Covid-19 has taken a huge toll on me, not physically but, mentally. After cresting the half-century mark last year, I am blessed to be able to say I had never struggled with anxiety or depression. What I would have first described as a distraction slowly burrowed into my brain and riddled me with emotions and a sadness I had never had to deal with before. Having been an extrovert by day and introvert by night, I became overwhelmed by the isolation that came with being advised to stay at home and only go out in public when necessary.
Looking back on the past few months, I should have known I had been affected more than I care to admit. The things I loved to do in my spare time became a burden and I forgot the pleasure I felt when I cooked a wonderful meal for myself or sat down at my computer and let words cascade down from the heavens to help me write the novel I am working on that has been untouched since March. The passion I once had for my hobbies became non-existent and that made my sadness feel even more powerful.
But life has a way of kicking us in the pants and it chooses interesting ways to send us compelling messages that cannot be ignored. I spent forty minutes watching a live stream on Patreon by someone I greatly admire. During his video, he emphasized how important it is to put ourselves first and to take time each day to do small things that bring us back to ourselves. His message couldn’t have been louder or clearer. I had been so focused on things that had nothing to do with me that I had all but forgotten to focus on myself and the things that are important to ME.

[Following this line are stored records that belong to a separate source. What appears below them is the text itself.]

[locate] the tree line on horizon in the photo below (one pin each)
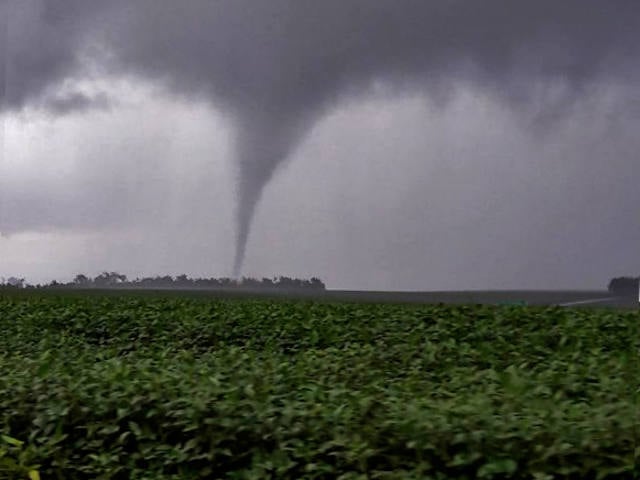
(118, 280)
(624, 285)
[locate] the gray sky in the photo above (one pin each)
(388, 144)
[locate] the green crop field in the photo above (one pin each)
(152, 387)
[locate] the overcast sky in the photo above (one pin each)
(377, 144)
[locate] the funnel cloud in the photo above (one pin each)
(275, 67)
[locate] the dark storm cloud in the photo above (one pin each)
(277, 65)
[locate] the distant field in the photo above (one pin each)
(490, 297)
(120, 385)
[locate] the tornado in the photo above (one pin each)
(274, 67)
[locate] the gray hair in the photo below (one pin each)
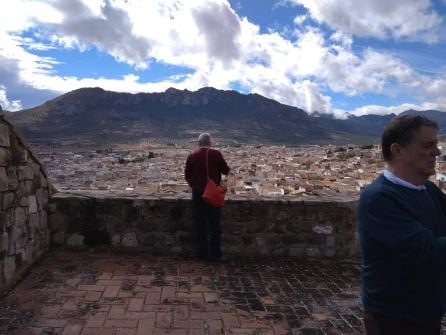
(204, 138)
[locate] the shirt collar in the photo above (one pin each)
(390, 176)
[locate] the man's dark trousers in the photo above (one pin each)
(207, 216)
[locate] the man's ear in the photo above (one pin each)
(395, 149)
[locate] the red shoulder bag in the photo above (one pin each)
(213, 194)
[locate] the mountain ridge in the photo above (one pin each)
(98, 115)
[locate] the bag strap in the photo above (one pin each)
(207, 164)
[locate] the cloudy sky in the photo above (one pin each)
(327, 56)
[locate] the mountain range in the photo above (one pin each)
(99, 116)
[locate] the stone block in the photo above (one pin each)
(24, 201)
(9, 267)
(4, 180)
(43, 180)
(312, 252)
(45, 199)
(116, 240)
(324, 230)
(23, 154)
(4, 136)
(33, 225)
(296, 252)
(20, 217)
(56, 221)
(39, 198)
(5, 157)
(43, 220)
(260, 241)
(3, 220)
(329, 252)
(129, 240)
(8, 200)
(52, 208)
(4, 241)
(75, 240)
(25, 173)
(35, 168)
(13, 183)
(13, 241)
(330, 241)
(58, 238)
(32, 204)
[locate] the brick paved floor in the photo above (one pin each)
(105, 293)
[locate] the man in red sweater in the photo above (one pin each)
(196, 177)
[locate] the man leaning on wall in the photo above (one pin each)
(402, 233)
(206, 215)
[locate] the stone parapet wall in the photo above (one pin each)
(24, 193)
(293, 227)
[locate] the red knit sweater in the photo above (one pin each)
(195, 171)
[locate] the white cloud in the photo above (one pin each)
(385, 110)
(216, 45)
(6, 104)
(413, 19)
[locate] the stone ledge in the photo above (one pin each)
(165, 225)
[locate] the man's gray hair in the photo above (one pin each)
(204, 138)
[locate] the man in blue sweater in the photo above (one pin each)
(402, 234)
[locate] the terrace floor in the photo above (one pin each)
(107, 293)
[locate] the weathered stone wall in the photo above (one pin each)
(24, 192)
(323, 228)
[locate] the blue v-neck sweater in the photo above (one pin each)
(402, 235)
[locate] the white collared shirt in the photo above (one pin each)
(390, 176)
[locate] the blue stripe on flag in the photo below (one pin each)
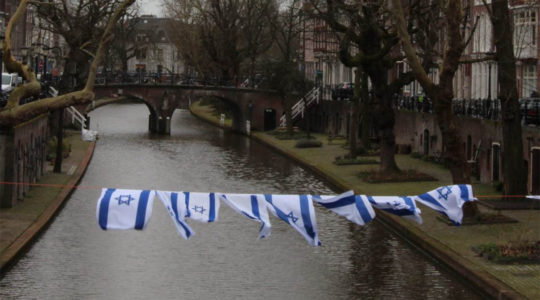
(174, 203)
(255, 210)
(362, 209)
(212, 213)
(409, 202)
(255, 207)
(280, 213)
(428, 198)
(464, 192)
(339, 203)
(188, 214)
(306, 215)
(141, 210)
(104, 208)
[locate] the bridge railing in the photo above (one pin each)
(299, 107)
(158, 79)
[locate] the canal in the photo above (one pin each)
(75, 259)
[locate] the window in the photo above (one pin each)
(529, 80)
(159, 54)
(525, 30)
(482, 39)
(140, 53)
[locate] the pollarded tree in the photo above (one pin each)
(14, 112)
(448, 19)
(515, 173)
(441, 34)
(368, 42)
(81, 24)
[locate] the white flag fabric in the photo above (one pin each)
(177, 210)
(353, 207)
(251, 206)
(448, 200)
(297, 211)
(402, 206)
(124, 209)
(203, 207)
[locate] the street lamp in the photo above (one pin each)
(1, 53)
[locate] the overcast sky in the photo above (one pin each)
(150, 7)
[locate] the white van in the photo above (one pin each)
(9, 81)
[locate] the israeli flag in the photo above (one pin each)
(448, 200)
(353, 207)
(297, 211)
(402, 206)
(124, 209)
(177, 210)
(251, 206)
(203, 207)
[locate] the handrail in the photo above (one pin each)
(299, 107)
(76, 115)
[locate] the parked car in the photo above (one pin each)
(343, 90)
(530, 110)
(9, 81)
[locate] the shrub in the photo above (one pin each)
(51, 148)
(305, 143)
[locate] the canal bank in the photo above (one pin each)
(22, 224)
(452, 246)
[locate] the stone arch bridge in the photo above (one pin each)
(261, 109)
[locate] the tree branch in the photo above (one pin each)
(14, 114)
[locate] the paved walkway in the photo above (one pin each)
(21, 224)
(449, 244)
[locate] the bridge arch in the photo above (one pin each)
(246, 104)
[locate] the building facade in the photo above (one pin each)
(155, 53)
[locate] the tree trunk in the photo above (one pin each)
(355, 118)
(366, 113)
(515, 173)
(60, 142)
(385, 120)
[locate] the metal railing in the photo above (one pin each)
(77, 116)
(299, 107)
(473, 108)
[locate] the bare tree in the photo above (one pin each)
(81, 24)
(515, 173)
(15, 113)
(448, 19)
(125, 46)
(217, 36)
(368, 42)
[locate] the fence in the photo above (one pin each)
(473, 108)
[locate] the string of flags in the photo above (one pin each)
(132, 209)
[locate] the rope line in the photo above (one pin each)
(99, 188)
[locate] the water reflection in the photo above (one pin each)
(224, 260)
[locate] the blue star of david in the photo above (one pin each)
(199, 209)
(124, 199)
(292, 217)
(170, 211)
(444, 192)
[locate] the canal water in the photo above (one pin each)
(75, 259)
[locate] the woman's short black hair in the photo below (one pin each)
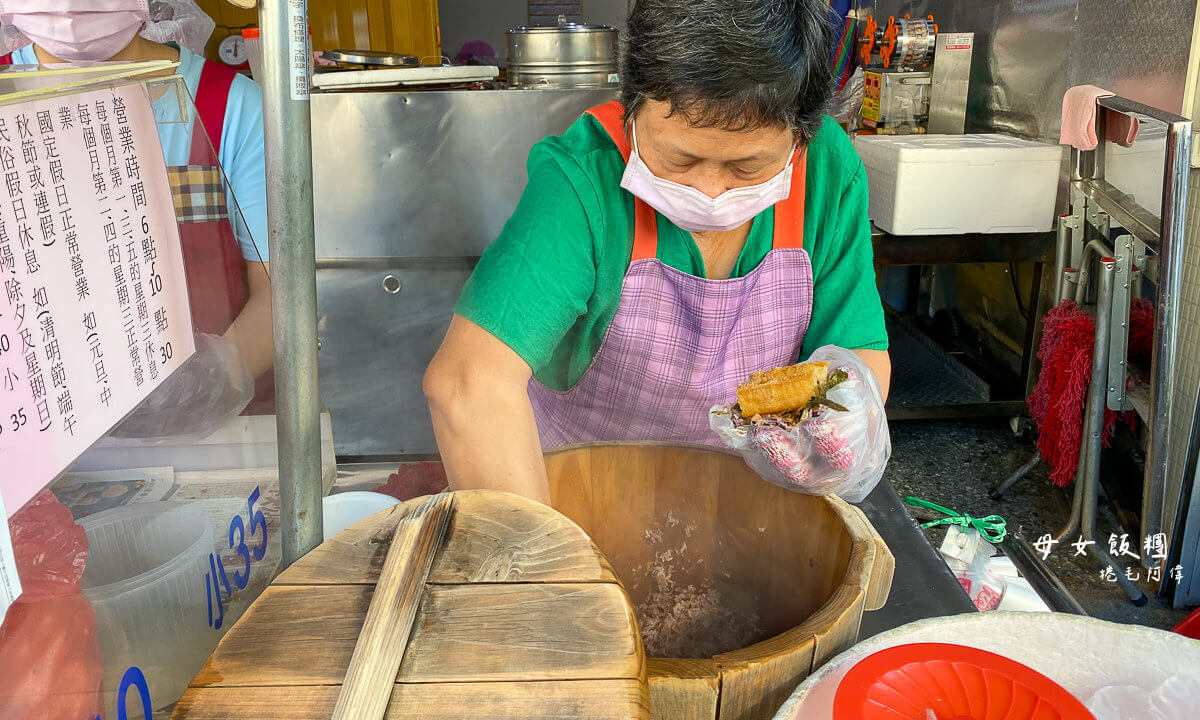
(731, 64)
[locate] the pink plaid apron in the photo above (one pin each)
(678, 343)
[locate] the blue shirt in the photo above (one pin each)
(241, 155)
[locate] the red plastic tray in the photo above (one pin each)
(955, 682)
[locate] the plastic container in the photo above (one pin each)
(959, 682)
(945, 185)
(345, 509)
(145, 581)
(253, 53)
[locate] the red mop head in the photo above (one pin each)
(1057, 401)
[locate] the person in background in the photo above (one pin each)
(222, 225)
(711, 225)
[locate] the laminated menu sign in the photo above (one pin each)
(10, 583)
(94, 311)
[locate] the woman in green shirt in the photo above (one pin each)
(712, 225)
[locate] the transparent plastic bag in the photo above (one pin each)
(832, 453)
(181, 22)
(204, 394)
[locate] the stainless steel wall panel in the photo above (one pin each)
(414, 186)
(427, 174)
(375, 346)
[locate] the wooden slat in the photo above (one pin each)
(883, 567)
(493, 538)
(385, 631)
(601, 700)
(523, 631)
(683, 689)
(304, 635)
(502, 538)
(301, 635)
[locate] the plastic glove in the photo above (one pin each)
(202, 395)
(833, 451)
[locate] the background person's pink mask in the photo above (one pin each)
(77, 30)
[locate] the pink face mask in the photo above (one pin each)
(77, 30)
(695, 211)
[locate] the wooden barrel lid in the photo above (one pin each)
(521, 617)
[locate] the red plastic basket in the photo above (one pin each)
(954, 682)
(1189, 627)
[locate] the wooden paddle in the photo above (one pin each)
(389, 621)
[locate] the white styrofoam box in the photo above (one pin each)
(946, 185)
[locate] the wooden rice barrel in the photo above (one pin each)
(804, 568)
(521, 617)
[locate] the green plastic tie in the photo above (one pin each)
(993, 528)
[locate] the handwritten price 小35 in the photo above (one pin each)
(216, 577)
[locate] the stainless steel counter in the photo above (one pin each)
(409, 190)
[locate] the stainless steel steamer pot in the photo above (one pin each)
(564, 55)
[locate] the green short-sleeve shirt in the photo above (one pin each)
(550, 285)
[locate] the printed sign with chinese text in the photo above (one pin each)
(94, 310)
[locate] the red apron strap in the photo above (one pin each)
(790, 211)
(611, 117)
(211, 97)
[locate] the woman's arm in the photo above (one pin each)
(881, 365)
(251, 330)
(477, 388)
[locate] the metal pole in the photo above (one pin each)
(1093, 438)
(1062, 255)
(1170, 286)
(283, 25)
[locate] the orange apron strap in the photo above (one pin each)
(790, 211)
(611, 117)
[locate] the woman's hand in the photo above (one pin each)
(251, 330)
(479, 401)
(840, 449)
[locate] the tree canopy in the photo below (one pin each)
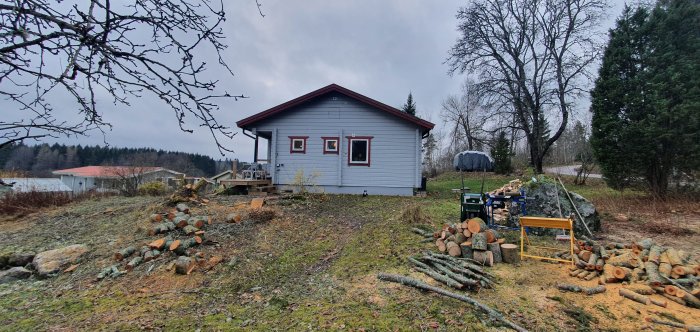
(646, 124)
(81, 51)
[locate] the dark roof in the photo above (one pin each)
(329, 89)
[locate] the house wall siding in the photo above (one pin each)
(395, 146)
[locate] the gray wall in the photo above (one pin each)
(395, 147)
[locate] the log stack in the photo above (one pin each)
(178, 233)
(647, 267)
(471, 239)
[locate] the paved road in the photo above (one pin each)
(568, 170)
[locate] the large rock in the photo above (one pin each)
(50, 262)
(20, 258)
(542, 201)
(15, 273)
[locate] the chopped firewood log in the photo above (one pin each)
(579, 289)
(641, 289)
(495, 249)
(157, 244)
(622, 273)
(467, 251)
(156, 217)
(673, 257)
(124, 253)
(609, 273)
(189, 229)
(476, 225)
(483, 257)
(420, 285)
(184, 265)
(653, 276)
(491, 235)
(134, 263)
(683, 270)
(585, 255)
(479, 241)
(162, 228)
(591, 262)
(510, 253)
(440, 243)
(453, 249)
(634, 296)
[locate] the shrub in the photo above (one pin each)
(153, 188)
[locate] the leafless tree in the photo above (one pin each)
(465, 116)
(533, 58)
(124, 49)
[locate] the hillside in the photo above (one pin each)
(312, 267)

I have not posted on my blog since April 27th. It pains me to say that. This space has always been my sacred space. This space has let me be myself and free the words that want to be freed whenever I feel the desire to let them loose. But those words have been muted by the blanket of stress I have let weigh me down. NO MORE! Today I take back my power. Today I let the words oppress my thoughts and unleash themselves. Today I will create a spectacular meal for myself because I am the number one thing in my life. If I don’t take care of myself, how will I ever have the energy to take care of anyone else? Thank you, Jamie Lambert. Your words did not fall on deaf ears.
That’s the spirit Tooie ! Think of all that you have………and give thanks. You have always been a ”giver”. Always remember to ”give” to yourself too !
Thanks Barb. xx
Rock on Poly.
Thanks Guap! Hope you are doing well.
Welcome back! We are each affected by the pandemic in different ways. I forced myself to reinvent wheels from previous posts over the years, and that gave me the juice to do new work. Whatever works for you is what is best for you!
Thanks Sheila. Hope you and Pretty are doing well. xx
You speak to that omnipresent ennui I think many of us are suffering. (As you will no doubt notice, I’m just now getting back to checking in and catching up on reading people I follow.)
It has been incredibly hard to adjust to Covid restrictions. To be constantly aware and alert and on the defense for healthy interactions. But, once I admitted that I needed masks to feel safe–regardless of whether or not they minimize the threat significantly or not, I feel better wearing one in public.) Now that I’m reframed to a COVID-19 mindset, I’m slowly finding a new normal. (Though, this normal does involve a hellofalot of mindless tv watching.) One hopes that productivity is soon to follow.